Daniel Simon fait partie de ces auteurs profondément émouvants et son dernier livre vient encore le confirmer. Au-delà de la tendresse même de sa langue, il y mène une réflexion profonde et lucide sur le peu qu’il nous reste une fois le chemin parcouru. Nostalgique, oui, mais pas seulement. Même si « le temps s’est pris les pieds dans le tapis de l’impuissance », ce qui nous touche ici, au lieu de nous faire miroiter un passé qui aurait été meilleur, c’est le besoin de refaire union avec ce qui vit encore, s’éloigner doucement des lumières avec le souci permanent de « ne pas esquiver ce qui meurt, ne plus séparer le monde qui s’en va ».c« C’est ici » est un livre ouvert qui ne se referme pas sur lui-même et qui ne veut surtout rien empêcher de ce qui viendra. Un livre tout en finesse et un bel hommage rendu à la vie, avec délicatesse et modestie.

Quatrième de couverture de Courts circuits sur le site de Cactus inébranlable Éditions :

Le court-circuit n’est pas un circuit court, mais plutôt l’interruption de la circulation…

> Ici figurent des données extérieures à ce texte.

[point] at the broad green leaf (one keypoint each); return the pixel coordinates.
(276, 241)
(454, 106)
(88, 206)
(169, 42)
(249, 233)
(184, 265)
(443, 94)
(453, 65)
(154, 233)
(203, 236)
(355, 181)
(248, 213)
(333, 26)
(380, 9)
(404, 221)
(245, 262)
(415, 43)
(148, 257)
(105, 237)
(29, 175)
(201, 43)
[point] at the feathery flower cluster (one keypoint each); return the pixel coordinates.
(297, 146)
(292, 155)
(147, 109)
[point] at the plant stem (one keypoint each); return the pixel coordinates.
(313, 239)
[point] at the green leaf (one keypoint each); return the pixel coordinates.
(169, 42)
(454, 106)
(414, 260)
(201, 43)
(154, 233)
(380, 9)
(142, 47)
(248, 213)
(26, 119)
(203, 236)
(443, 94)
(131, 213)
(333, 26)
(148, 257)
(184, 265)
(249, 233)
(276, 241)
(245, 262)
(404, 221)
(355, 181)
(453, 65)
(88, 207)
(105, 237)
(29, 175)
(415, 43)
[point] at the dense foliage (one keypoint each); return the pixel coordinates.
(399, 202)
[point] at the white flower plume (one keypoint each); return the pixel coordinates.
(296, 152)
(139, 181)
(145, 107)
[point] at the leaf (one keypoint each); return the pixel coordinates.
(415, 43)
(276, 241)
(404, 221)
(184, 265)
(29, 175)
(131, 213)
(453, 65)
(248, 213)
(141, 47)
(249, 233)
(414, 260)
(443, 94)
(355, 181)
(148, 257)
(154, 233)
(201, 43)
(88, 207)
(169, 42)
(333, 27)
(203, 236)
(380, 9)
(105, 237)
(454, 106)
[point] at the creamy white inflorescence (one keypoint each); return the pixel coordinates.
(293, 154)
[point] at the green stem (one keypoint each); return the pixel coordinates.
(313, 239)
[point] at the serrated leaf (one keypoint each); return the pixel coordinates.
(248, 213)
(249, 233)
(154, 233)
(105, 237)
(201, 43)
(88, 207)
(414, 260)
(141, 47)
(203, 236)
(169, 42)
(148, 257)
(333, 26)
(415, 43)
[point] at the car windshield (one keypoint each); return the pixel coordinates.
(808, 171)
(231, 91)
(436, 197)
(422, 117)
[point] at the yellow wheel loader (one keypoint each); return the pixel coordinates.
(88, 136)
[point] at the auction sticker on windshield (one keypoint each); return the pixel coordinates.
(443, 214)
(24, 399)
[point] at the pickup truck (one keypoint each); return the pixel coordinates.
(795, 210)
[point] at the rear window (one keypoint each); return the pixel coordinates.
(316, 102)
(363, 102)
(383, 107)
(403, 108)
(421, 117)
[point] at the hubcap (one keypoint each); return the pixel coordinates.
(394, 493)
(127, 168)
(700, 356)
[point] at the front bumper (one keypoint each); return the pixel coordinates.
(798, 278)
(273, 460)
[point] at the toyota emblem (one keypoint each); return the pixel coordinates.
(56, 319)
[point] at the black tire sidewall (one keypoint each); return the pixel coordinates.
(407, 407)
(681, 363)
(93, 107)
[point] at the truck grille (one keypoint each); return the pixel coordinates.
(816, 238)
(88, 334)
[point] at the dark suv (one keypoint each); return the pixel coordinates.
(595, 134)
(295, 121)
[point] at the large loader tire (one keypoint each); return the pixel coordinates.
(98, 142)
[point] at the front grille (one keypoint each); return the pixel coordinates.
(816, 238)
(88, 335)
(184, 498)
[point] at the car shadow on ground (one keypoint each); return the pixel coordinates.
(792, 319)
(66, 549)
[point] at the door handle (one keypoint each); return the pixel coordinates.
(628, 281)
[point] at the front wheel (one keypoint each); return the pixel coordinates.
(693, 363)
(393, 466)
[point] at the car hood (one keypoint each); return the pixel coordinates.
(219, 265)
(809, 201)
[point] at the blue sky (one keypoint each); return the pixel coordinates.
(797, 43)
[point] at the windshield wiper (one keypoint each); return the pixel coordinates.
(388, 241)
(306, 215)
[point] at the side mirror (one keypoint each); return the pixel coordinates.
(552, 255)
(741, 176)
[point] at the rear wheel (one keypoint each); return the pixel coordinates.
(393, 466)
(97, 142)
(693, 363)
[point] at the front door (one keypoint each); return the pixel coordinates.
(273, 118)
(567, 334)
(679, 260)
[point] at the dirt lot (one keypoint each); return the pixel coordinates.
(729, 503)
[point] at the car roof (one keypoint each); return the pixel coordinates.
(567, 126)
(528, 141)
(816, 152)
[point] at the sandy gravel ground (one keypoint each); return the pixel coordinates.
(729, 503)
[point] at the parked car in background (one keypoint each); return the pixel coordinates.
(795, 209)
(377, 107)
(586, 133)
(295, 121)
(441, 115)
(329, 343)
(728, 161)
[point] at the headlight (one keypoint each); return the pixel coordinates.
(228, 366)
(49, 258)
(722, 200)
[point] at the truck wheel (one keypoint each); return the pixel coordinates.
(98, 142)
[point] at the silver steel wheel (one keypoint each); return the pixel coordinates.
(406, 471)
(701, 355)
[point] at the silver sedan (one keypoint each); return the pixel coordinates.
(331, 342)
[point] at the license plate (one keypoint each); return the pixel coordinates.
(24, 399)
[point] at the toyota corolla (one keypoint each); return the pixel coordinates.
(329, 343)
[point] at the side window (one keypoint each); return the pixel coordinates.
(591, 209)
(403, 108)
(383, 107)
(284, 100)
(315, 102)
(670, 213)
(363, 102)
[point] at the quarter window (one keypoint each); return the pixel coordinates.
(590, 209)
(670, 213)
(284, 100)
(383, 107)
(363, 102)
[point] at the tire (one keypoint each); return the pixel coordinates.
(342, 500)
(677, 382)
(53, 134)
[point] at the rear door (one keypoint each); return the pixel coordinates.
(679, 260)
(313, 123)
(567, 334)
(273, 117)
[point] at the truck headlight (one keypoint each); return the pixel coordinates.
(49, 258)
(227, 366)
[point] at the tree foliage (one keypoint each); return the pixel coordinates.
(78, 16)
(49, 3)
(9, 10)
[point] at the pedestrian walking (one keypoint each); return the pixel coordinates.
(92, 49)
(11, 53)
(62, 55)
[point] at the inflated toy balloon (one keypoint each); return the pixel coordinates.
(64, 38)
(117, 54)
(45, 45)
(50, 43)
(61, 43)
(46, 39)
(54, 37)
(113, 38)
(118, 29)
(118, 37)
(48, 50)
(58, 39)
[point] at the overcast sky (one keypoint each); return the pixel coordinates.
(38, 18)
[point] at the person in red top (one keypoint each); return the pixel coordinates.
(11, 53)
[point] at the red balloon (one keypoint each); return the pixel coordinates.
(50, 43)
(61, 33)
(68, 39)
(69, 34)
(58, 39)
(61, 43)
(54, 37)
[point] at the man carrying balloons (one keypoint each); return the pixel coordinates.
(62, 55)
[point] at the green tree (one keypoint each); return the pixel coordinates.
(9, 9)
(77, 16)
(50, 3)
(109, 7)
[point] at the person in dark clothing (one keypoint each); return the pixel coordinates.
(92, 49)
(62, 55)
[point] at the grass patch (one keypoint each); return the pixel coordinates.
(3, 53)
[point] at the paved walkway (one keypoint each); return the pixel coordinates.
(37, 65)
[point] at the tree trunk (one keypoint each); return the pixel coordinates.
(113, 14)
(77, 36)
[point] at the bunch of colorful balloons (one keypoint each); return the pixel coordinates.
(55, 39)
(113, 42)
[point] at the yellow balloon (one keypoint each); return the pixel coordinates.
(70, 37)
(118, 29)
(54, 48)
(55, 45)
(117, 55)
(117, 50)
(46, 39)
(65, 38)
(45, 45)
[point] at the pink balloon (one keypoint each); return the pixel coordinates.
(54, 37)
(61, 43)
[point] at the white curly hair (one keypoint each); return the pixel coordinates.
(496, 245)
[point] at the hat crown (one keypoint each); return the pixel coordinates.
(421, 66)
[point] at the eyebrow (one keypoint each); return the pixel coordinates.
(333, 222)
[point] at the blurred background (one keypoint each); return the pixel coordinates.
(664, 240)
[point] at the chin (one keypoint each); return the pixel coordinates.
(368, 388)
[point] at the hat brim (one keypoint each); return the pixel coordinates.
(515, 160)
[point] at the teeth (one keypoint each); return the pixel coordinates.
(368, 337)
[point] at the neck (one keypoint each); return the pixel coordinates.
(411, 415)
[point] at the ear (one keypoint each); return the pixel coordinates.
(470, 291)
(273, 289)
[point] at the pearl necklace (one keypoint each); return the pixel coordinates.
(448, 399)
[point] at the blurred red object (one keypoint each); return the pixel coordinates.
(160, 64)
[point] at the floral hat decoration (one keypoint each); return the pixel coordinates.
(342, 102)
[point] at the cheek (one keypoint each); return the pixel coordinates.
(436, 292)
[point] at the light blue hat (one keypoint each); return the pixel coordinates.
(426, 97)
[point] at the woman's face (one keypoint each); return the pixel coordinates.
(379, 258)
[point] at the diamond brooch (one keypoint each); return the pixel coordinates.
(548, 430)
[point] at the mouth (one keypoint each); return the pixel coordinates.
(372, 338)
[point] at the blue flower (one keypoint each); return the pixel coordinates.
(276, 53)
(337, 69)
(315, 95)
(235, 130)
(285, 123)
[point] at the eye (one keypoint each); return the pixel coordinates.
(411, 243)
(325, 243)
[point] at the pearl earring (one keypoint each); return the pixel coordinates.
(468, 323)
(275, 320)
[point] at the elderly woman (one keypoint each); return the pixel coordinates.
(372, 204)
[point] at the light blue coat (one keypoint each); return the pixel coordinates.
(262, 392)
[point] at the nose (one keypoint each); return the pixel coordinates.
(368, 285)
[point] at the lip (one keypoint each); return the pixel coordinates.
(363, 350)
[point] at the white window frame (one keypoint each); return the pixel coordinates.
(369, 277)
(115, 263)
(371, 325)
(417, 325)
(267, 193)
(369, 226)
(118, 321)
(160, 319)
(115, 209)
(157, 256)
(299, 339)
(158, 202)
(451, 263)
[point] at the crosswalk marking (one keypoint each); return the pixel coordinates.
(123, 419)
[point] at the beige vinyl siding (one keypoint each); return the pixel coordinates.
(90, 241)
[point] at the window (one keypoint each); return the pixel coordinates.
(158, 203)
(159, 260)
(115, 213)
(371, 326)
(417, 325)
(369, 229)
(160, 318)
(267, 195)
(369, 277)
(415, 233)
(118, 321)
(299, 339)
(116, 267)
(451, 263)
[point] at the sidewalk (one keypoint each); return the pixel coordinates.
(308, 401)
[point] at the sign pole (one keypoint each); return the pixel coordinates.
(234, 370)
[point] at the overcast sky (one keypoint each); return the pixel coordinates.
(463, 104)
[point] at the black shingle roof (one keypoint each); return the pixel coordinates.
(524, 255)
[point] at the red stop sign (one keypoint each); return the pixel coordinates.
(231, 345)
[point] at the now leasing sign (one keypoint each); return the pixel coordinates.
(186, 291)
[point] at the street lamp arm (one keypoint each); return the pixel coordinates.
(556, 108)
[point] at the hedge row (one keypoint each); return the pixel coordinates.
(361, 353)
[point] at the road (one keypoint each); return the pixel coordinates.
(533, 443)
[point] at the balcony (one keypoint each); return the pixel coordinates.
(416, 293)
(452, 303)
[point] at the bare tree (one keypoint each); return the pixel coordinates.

L’aphorisme m’apparaît comme un trou dans la circulation commune, une obstruction ou un détournement quand la langue prend la pensée par surprise à contre-pied, en contrepoint. Il déborde, il discrimine, il rogne, il en profite, c’est une forme de contrepoison du temps.
Ces aphorismes sont suivis, d’une suite de récits, « L’un dans l’autre », comme on dit quand on généralise… de mauvaise foi.